CAP: Data Contamination Detection via Consistency Amplification
Yi Zhao, Jing Li, Linyi Yang

TL;DR
The paper introduces CAP, a novel framework for detecting data contamination in large language models by measuring dataset leakage through consistency amplification, applicable across various models and benchmarks.
Contribution
CAP is the first method to explicitly differentiate between fine-tuning and contamination, enhancing detection accuracy in domain-specific models.
Findings
CAP effectively detects contamination across seven LLMs.
Composite benchmarks are highly prone to unintentional contamination.

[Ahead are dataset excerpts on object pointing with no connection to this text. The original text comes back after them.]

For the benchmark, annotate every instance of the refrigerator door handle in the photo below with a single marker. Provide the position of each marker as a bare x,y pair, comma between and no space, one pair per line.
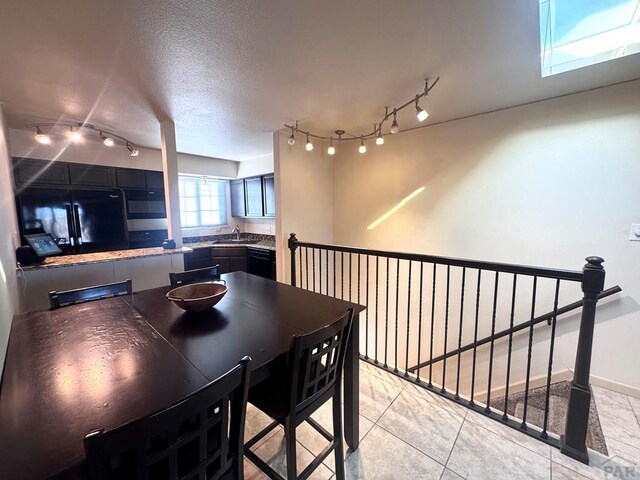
76,217
71,226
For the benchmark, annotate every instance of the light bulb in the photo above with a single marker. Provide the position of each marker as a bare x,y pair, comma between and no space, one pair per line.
42,138
108,141
394,125
422,114
74,135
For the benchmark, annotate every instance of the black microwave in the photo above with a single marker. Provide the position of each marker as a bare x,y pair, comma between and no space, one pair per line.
145,204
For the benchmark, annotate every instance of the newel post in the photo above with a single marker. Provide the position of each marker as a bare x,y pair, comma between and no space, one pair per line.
574,440
293,244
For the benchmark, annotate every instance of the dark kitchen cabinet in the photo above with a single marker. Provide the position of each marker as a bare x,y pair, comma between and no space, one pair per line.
253,197
269,196
238,207
130,178
253,189
155,180
91,175
40,172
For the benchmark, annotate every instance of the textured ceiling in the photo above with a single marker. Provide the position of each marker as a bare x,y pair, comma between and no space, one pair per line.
231,72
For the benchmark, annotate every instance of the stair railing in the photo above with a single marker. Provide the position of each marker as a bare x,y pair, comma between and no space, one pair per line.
396,340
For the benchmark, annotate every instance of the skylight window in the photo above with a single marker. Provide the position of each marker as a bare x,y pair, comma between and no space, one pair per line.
578,33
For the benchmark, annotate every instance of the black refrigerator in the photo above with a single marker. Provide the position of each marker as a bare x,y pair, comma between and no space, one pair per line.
80,221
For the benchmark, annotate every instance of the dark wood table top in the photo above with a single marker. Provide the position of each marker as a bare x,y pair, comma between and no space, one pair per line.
105,363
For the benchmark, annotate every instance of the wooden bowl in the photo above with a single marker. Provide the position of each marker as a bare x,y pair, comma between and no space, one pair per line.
197,297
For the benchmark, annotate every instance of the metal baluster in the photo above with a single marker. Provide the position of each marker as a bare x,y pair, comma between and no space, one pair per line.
376,351
551,346
475,340
433,316
511,318
366,313
313,266
446,332
386,323
406,363
464,273
395,367
493,331
420,322
526,387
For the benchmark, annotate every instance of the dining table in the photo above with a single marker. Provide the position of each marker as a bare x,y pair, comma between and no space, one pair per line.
102,364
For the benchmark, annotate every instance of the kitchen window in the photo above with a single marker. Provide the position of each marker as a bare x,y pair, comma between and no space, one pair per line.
203,201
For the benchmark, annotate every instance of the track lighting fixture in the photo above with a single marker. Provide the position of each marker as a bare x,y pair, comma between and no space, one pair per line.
134,151
75,133
362,148
420,113
331,150
108,141
379,138
394,126
42,138
376,133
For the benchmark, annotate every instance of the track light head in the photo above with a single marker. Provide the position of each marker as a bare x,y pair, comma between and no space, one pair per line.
394,126
134,151
420,113
362,148
331,150
108,141
42,138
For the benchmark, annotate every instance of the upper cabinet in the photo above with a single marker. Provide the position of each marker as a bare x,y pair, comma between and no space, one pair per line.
31,171
45,172
253,197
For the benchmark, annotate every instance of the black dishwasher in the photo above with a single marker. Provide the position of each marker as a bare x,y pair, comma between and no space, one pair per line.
261,262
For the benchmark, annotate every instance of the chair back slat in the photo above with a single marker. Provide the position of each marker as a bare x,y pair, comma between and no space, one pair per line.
194,276
89,294
199,437
317,361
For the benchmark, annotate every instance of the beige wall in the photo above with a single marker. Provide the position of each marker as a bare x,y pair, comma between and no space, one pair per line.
304,204
8,288
545,184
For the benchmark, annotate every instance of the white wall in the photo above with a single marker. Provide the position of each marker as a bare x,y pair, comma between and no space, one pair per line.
304,204
8,288
544,184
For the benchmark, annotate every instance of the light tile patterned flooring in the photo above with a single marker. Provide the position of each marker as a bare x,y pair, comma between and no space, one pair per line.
409,433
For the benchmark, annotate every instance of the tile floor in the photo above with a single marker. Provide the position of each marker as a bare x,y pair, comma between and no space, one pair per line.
409,433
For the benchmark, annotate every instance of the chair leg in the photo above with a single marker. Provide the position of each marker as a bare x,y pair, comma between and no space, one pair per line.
290,441
338,437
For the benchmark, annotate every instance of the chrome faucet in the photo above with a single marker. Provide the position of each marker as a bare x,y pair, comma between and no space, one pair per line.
236,230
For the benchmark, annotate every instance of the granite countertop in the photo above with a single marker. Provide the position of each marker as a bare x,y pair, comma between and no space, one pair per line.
263,244
99,257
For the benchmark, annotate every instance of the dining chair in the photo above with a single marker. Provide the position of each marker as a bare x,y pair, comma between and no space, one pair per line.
88,294
197,275
312,377
199,437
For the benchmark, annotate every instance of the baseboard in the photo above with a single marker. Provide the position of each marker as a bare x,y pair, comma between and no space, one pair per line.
615,386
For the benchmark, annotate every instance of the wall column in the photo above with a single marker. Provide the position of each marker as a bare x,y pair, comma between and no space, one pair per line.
170,170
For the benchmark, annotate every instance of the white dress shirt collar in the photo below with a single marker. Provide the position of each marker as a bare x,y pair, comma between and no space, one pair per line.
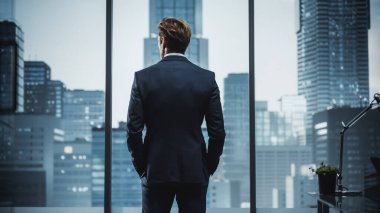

CAP works for both white-box and black-box models.
Abstract
Large language models (LLMs) are widely used, but concerns about data contamination challenge the reliability of LLM evaluations. Existing contamination detection methods are often task-specific or require extra prerequisites, limiting practicality. We propose a novel framework, Consistency Amplification-based Data Contamination Detection (CAP), which introduces the Performance Consistency Ratio (PCR) to measure dataset leakage by leveraging LM consistency. To the best of our knowledge, this is the first method to explicitly differentiate between fine-tuning and contamination, which is crucial for detecting contamination in domain-specific models. Additionally, CAP is applicable to various benchmarks and works for both white-box and black-box models. We validate CAP's effectiveness through experiments on seven LLMs and four domain-specific benchmarks. Our findings also show that…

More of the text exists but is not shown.